Glasgow University retained their Scottish Universities Indoor Championships title by the narrowest of margins at Kelvin Hall last week.
It was tough luck on runners-up Edinburgh University, who would have reclaimed the crown they surrendered last year had they only entered one team in the afternoon’s 4x400m relays.
Glasgow also took home the Appleton Trophy, a separate cup contested only by Edinburgh and Glasgow. In the overall standings, Edinburgh Napier were well in the midfield, finishing ninth, with Heriot-Watt and Queen Margaret Universities adrift in twelfth and thirteenth. Glasgow Caledonian emerged strongly in sixth, while Strathclyde clung on well to the pack in eleventh.
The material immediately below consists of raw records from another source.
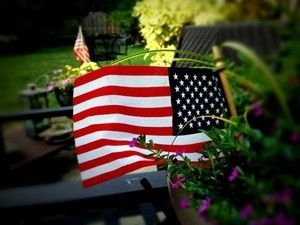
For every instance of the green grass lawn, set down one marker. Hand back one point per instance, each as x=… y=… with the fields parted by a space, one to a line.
x=16 y=71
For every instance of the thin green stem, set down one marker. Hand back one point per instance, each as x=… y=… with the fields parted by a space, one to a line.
x=266 y=72
x=240 y=79
x=198 y=61
x=154 y=51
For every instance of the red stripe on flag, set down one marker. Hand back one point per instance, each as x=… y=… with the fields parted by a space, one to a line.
x=118 y=172
x=108 y=158
x=98 y=144
x=121 y=71
x=126 y=110
x=124 y=91
x=123 y=128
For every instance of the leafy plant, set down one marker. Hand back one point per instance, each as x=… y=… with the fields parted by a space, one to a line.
x=63 y=79
x=248 y=173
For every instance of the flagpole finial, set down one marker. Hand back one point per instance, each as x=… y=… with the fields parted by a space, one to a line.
x=218 y=59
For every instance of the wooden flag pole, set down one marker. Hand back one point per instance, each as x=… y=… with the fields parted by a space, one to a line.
x=218 y=59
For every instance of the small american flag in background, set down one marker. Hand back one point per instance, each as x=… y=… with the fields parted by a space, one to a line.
x=114 y=104
x=80 y=49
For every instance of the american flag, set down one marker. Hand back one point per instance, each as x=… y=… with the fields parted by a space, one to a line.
x=81 y=51
x=114 y=104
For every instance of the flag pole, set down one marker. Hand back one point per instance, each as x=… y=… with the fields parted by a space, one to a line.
x=218 y=59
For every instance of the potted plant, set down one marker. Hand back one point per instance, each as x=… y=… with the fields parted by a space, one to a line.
x=63 y=79
x=248 y=172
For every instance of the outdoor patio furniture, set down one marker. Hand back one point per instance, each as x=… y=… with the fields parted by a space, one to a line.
x=103 y=38
x=66 y=201
x=200 y=39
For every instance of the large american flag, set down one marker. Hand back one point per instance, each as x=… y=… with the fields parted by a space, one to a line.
x=81 y=51
x=114 y=104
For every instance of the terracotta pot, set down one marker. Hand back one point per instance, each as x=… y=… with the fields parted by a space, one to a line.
x=185 y=216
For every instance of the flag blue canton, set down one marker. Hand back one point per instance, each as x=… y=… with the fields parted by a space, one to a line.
x=196 y=94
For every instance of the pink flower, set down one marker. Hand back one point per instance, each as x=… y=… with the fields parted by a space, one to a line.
x=50 y=87
x=256 y=108
x=184 y=203
x=205 y=204
x=246 y=211
x=133 y=142
x=65 y=81
x=234 y=174
x=295 y=137
x=180 y=152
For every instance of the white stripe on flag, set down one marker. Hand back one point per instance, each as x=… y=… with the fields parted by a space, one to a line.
x=123 y=119
x=138 y=102
x=111 y=166
x=164 y=140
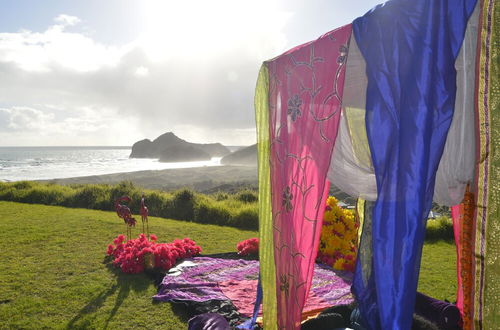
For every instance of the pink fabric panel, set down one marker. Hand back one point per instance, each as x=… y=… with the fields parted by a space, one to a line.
x=305 y=93
x=457 y=214
x=242 y=294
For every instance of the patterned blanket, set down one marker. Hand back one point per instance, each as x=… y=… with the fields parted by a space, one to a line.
x=200 y=279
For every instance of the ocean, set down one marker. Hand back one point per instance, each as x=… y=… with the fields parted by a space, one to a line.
x=46 y=163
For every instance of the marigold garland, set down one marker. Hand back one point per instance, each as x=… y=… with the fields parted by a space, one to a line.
x=248 y=247
x=338 y=241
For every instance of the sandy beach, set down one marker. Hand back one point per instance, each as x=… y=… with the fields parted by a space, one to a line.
x=202 y=179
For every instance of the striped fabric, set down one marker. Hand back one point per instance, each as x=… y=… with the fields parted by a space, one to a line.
x=487 y=218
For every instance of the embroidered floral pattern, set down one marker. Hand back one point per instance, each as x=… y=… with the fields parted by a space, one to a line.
x=287 y=199
x=294 y=107
x=284 y=285
x=343 y=54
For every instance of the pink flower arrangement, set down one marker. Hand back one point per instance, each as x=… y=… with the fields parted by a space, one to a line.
x=247 y=247
x=130 y=255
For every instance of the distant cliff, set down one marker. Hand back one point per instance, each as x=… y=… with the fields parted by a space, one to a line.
x=245 y=156
x=170 y=148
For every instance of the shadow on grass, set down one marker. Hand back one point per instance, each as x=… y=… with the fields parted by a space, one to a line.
x=124 y=284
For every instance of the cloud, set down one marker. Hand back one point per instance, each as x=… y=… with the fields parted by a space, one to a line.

Edinburgh began the day well, with Claire Taylor and Kirsty Barr securing first and third in the women’s 60m Hurdles. However, the men were edged out by fractions of a second in the 60m sprints, leaving Napier to take up the capital city’s baton. Donald Tod made the semi-finals, but Oliver Lawson went one better, eventually finishing fourth in a lightning-quick final. In the women’s final, Napier’s Holly Belch was pipped to the win by Glasgow’s Jo Patterson.
In the field, Kirsty Barr of Edinburgh was in thick of the medals again, taking women’s Long Jump gold ahead of the Glasgow pair Jo Patterson and Fiona Laurie. In the men’s, Donald Tod of Napier and Charlie Stainforth of Edinburgh took first and third resepctively – each removing any lingering 60m disappointment. Elsewhere, Kirsty Barr headed Courtney Macguire, and Ray Bobrownicki cleared 2.15m, as Edinburgh dominated the High Jump to take two golds and a silver, while Macguire took another silver from the Pole Vault.
Back on track, the 800m produced two silvers for Caledonian, courtesy of Scott MacAulay and Jennifer Hannah. The women’s race was won by Glasgow’s Laura Muir, and it was she who then took the gold in the 400m. The men’s 400m saw an Edinburgh athlete once again edged out by a tight qualifying system – Isaac Baldwin the one to miss out.
In the 200m, Edinburgh’s Oliver Calvo-Platero did well in reaching the semi-finals, maintaining strong pace after the 60m and Long Jump. Likewise team-mate Charlie Stainforth who readched the final, where nobody could live with Ryan Oswald of Heriot-Watt and his staggering winning time of 22.29. Jo Patterson of Glasgow took women’s gold by a tenth of a second from Claire Taylor, with Napier’s Holly Belch not far behind in third after an exhilerating race.
Queen Margaret’s Becky Dunphy picked up good points for fifth in the 1500m, with Edinburgh’s Steph Lawrie and Nicci Chapman ahead of her in third and fourth. Lawrie later won the 3000m and, with the men’s and women’s races running together, hounded Caledonian’s third-placed Murray McDonald to the line. After fifteen laps neither wanted to give up, and McDonald edged it by 0.04 seconds; a thrilling end to a tense race.
The standings remained fairly even through the Triple Jump and Shot Putt, so it was left to the final events – the relays, where points count double – to break the Edinburgh-Glasgow deadlock. Edinburgh’s two men’s teams beat Glasgow into third in the 4x200m, but a clumsy baton change into the final leg of the women’s race cost Edinburgh the victory to which they had been cruising.
The 4x400m, though, was not the crunch battle it should have been – thanks largely to Edinburgh’s failure to enter either a men’s or a women’s team. The oversight allowed Glasgow to canter to 24 points, and overall victory by a margin of only seven points. It was visibly tough for the Edinburgh team to stomach such a defeat, but that didn’t dampen Glasgow’s celebrations after a titanic, day-long struggle.